I'll definitely watch then, thank you. As a sidenote, I think that the TNG I watched has remastered CGI. I remember remarking how good the CGI looked for the 90s, and realized/heard later than they redid all the CGI. The new CGI was definitely not out of place, if not fairly good, but I'm not entirely sure that what I'm saying is true. Just mentioning it in case you wanted to look into it.
I saw the originals when they were first broadcast, and have since seen the remasters. The latter definitely improve on the look of the series, but incrementally, and they also suffer from some of the same problem that led the makers of Generations to underlight scenes on, and finally blow up, the Enterprise-D: while TNG's space effects were on par with movies of their time, its sets and props were decidedly not, having been designed with the understanding that SD TV quality would hide a lot of imperfections that would be visible otherwise.
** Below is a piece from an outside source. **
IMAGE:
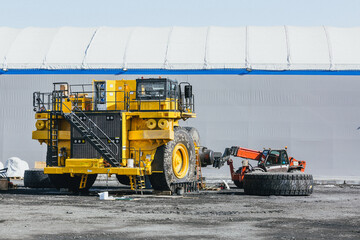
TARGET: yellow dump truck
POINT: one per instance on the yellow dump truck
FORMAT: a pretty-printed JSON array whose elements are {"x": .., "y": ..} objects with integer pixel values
[{"x": 129, "y": 128}]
Beside that, the pillarboxing necessary to render 4:3 content on a 16:9 display feels really obtrusive these days, or so at least I've come to find it since 16:9 became the standard.
The thing about B5 is that few of its space scenes involve much compositing, since they were all CGI from the start and compositing was hard back then. For that reason, I think a space-effects redo would be unusually feasible for that show, albeit still too expensive for anyone to actually do one.
A harder, if smaller, remastering issue would be that they shot practical effects on video and special effects on film, largely due to that being the cheapest option for both. In standard definition you can't really see the difference, but watching the show today you definitely do.
TMK very little of its effects are strictly new: almost all are digitally re-composited, color-corrected and slightly enhanced high-resolution scans of the original film footage (which used physical models and optical effects), since they were still available. IIRC, planets - as seen from space - are a notable exception (and better for it). It was a major remastering process, with beautiful results. (Although major, remastering cost less (for the whole series) than a single episode of the (IMO) abomination called "Discovery".)
Sadly, such an approach is impossible for the majority parts of the latter series (DS9, VOY) since their effects were mostly CGI, and rendered directly to standard definition video. Further more, many of the 3D models and scenes have been lost, so it would probably require a total effects re-do from scratch (on top of film stock scans), which is "a very costly proposition with questionable (financial) returns".